Driving Miss Daisy (tour)

This story takes us on a journey along the roads of the deep South of the United States in the company of Daisy Werthan (Virginia Stride) and her chauffeur Hoke Coleburn (Geoffrey Burton). Along the way, it explores the developing understanding between two individuals separated by barriers of class and race in post-war Atlanta society.


Neither is a spring chicken when the story starts in 1948. ‘Miss’ Daisy is 72 and Hoke is 60. By time it ends in 1973, she’s a feisty nonogenarian and he a mellow 75. Over the intervening 25 years, a deep companionship develops between the white middle class Jewish lady and her black servant.

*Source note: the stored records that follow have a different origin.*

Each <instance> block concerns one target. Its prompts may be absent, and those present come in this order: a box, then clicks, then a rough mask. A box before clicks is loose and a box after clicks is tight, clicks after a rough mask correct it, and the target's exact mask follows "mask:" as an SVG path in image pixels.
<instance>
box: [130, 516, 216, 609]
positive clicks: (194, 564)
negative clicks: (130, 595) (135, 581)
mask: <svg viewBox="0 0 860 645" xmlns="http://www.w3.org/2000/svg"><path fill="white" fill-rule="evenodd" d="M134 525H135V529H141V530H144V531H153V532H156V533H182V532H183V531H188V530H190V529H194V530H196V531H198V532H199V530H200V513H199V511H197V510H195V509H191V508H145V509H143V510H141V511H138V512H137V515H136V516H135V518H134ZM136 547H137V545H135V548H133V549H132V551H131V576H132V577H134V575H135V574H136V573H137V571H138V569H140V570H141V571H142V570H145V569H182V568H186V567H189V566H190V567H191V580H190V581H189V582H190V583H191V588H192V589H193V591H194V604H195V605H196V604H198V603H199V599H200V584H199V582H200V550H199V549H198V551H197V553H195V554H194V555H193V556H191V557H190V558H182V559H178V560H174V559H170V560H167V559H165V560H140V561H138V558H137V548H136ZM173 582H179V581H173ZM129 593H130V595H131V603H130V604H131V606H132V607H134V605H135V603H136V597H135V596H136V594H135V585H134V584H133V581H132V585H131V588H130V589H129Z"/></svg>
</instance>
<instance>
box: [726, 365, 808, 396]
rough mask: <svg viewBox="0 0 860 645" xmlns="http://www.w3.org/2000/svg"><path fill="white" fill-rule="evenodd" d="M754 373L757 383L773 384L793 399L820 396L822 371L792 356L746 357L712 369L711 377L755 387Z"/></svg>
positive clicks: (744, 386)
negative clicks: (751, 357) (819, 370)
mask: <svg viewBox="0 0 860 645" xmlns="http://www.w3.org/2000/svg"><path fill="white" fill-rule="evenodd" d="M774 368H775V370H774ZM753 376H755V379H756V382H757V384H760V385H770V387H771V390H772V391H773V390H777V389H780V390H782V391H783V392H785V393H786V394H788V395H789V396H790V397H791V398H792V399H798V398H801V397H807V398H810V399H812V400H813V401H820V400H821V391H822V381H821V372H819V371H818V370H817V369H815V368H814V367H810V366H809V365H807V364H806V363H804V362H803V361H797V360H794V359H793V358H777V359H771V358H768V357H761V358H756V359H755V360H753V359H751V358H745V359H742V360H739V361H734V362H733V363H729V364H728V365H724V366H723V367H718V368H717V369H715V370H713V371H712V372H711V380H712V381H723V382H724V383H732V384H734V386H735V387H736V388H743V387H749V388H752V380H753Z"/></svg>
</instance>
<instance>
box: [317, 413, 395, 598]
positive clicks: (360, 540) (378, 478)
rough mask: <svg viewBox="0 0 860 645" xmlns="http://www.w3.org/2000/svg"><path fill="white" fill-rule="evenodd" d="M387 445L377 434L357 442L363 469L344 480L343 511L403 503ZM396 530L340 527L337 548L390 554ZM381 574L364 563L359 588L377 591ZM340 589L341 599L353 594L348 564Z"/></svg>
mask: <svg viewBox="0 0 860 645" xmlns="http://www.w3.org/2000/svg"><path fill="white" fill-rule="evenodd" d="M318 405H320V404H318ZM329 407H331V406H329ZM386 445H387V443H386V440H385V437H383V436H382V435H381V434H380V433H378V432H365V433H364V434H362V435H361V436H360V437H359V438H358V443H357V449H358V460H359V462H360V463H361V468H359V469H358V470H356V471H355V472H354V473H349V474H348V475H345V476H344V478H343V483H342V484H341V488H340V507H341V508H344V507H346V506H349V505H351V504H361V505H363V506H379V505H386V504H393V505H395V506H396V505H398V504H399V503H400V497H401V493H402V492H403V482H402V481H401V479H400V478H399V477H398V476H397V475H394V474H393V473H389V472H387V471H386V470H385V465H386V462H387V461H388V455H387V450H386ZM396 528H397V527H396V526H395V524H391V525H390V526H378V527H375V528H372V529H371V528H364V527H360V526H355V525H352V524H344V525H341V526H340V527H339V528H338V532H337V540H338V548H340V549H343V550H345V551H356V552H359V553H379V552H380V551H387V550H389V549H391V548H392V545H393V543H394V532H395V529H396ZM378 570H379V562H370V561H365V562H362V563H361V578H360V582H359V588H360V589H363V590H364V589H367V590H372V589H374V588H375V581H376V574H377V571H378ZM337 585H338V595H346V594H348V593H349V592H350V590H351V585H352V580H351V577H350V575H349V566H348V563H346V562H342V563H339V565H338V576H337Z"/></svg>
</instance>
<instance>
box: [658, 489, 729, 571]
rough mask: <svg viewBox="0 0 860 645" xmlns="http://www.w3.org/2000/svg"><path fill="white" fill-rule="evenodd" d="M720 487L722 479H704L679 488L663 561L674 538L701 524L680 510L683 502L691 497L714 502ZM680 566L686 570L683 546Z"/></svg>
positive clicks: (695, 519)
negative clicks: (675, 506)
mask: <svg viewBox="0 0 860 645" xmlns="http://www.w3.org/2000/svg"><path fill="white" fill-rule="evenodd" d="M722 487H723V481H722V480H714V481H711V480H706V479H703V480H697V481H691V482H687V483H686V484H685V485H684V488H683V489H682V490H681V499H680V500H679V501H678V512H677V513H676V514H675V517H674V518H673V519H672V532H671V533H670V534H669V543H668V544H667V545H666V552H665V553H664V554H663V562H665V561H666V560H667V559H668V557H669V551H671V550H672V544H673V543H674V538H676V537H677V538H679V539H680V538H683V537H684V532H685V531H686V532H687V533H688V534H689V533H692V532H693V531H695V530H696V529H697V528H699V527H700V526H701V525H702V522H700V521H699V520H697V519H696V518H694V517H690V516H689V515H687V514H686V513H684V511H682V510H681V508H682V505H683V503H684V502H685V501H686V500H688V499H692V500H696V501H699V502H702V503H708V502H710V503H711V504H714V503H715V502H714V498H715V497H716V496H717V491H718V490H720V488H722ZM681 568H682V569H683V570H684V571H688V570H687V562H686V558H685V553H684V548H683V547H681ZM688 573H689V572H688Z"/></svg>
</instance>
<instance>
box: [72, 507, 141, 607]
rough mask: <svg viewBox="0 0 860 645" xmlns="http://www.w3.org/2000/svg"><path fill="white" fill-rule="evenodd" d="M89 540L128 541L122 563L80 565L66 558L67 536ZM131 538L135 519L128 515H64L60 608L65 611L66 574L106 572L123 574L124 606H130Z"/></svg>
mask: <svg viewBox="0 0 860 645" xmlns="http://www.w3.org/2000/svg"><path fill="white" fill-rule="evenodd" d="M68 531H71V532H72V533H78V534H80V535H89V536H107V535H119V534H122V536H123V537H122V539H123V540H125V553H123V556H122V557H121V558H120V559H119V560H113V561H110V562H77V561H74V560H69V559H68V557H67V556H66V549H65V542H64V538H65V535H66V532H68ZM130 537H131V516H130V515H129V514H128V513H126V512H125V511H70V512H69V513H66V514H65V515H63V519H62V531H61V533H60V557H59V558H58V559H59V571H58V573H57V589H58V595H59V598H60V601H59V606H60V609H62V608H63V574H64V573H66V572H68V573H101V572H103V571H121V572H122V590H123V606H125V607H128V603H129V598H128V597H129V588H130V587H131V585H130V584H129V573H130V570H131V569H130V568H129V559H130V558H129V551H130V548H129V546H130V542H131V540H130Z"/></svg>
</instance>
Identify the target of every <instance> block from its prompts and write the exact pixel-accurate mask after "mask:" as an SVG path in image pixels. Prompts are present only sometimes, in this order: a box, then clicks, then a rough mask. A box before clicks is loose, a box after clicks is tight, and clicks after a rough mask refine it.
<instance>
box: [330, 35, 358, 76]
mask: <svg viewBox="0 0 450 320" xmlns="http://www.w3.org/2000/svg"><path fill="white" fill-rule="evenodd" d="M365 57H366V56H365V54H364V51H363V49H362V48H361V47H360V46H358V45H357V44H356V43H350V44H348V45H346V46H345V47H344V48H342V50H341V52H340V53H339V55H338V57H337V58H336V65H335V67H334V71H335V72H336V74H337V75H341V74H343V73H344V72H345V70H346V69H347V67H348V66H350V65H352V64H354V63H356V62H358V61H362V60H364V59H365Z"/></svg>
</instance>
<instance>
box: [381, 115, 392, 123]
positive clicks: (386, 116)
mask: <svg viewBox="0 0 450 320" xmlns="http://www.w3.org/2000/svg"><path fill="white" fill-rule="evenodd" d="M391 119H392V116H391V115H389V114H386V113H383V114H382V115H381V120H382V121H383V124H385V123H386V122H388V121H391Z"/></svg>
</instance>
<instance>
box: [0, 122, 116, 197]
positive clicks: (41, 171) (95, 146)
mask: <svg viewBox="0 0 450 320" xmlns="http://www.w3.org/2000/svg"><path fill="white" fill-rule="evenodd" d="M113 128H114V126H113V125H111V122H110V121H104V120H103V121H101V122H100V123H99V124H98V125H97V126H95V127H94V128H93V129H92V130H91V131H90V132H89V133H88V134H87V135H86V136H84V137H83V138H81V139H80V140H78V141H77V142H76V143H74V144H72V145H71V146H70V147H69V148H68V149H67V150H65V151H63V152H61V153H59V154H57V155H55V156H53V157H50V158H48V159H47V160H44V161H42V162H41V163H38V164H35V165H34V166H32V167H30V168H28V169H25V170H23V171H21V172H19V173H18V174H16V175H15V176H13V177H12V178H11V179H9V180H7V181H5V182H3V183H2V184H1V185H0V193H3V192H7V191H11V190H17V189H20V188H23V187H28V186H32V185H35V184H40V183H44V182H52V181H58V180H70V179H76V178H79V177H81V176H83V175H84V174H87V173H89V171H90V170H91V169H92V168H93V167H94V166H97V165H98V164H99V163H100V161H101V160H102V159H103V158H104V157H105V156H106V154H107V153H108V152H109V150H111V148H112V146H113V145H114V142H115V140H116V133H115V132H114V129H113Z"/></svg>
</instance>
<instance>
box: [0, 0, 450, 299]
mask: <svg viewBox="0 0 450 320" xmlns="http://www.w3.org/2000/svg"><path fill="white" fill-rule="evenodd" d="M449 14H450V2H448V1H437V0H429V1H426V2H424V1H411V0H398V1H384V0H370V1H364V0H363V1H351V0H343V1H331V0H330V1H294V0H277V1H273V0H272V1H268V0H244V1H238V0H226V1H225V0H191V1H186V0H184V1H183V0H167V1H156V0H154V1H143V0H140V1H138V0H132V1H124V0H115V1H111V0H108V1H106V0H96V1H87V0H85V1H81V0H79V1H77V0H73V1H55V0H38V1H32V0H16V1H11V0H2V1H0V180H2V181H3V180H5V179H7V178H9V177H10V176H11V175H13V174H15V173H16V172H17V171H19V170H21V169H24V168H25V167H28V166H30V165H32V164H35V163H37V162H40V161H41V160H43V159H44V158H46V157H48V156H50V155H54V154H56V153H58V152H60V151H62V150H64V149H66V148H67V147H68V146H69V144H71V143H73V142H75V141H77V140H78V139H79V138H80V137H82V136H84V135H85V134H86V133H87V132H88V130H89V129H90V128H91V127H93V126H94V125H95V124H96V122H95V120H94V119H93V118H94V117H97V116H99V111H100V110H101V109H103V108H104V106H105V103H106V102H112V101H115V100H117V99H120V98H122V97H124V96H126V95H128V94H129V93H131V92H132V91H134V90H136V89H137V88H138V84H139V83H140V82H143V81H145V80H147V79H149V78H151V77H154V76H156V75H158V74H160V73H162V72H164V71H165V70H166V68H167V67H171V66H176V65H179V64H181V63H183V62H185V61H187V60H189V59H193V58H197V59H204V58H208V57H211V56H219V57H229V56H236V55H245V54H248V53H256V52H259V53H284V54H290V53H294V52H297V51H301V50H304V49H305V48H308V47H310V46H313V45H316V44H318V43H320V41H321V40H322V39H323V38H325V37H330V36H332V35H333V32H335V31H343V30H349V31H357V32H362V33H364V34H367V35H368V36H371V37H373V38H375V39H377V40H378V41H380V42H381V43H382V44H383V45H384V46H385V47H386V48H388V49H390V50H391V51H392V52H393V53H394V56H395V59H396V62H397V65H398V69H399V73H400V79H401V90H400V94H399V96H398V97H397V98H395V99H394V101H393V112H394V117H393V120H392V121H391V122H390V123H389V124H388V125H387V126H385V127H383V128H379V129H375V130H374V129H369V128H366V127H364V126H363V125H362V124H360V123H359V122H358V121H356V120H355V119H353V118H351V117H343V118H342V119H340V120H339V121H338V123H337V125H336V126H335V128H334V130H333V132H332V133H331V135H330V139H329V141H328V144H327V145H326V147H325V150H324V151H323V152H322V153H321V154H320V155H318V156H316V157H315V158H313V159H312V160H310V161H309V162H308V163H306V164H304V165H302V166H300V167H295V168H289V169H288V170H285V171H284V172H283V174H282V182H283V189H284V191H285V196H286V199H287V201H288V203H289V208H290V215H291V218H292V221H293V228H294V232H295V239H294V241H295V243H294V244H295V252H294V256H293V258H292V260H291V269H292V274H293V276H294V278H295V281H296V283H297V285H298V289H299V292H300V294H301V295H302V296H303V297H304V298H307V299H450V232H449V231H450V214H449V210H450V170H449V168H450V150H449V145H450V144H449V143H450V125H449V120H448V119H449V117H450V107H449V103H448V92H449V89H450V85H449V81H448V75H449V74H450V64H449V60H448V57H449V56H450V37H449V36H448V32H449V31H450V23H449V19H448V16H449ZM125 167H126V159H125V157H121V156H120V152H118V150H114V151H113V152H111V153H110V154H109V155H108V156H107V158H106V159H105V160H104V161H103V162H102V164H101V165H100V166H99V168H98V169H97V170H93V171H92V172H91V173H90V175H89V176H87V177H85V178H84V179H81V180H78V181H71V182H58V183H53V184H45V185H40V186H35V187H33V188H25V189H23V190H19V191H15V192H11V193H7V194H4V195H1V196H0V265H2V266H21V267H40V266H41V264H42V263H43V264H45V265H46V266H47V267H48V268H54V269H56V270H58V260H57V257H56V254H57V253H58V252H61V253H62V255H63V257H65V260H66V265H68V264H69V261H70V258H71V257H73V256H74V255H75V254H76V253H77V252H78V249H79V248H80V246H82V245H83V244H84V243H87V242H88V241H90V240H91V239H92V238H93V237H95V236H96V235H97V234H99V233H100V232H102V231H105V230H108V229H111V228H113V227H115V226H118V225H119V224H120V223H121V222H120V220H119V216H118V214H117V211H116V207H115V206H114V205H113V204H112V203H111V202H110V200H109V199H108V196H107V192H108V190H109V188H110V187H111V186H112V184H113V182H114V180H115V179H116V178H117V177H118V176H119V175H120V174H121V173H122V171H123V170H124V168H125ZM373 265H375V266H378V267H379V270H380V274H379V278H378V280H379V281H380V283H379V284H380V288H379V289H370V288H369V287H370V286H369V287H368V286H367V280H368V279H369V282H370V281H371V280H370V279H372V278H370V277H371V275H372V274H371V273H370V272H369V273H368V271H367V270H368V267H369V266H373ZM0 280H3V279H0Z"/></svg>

The story is based on the experiences of Uhry’s aunt, and he uses her Jewish background to show that Daisy too must cope with racial prejudice. The original New York stage production ran for over 1300 performances and Uhry won the 1988 Pulitzer Prize. The film version won Oscars for Uhry and for Jessica Tandy who famously played Daisy alongside Morgan Freeman’s Hoke.

Watching Jon Harris‘s lucid and affecting production here, it’s easy to understand why the piece has been so successful. Even before the play starts, high production values are evident in the uncluttered evocative set. It represents Daisy’s comfortable home and, glimpsed beyond, is the open countryside through which Hoke drives her.

The depth of the set is echoed by the depth of the performances. From their first edgy exchanges, Harris’ actors delicately flag up the possibilities for the relationship that unfolds between Daisy and Hoke. And John Chancer as Daisy’s solicitous son Boolie makes it clear how and why he comes to value the friendship of the employee on whom he depends to share his mother’s care. The interdependency of the characters is another important thread running through the play, which deals with issues of dignity in old age as much as it does with class and race. All three performers make us believe in their growing together – and growing old.

In the opening minutes, I thought the production was moving at a pace too leisurely for me. By the end, I felt as if I had been on a real journey. I’d been slowed down gently and expertly to the right pace for this very special time and emotional study. The audience gave it a standing ovation, with good reason.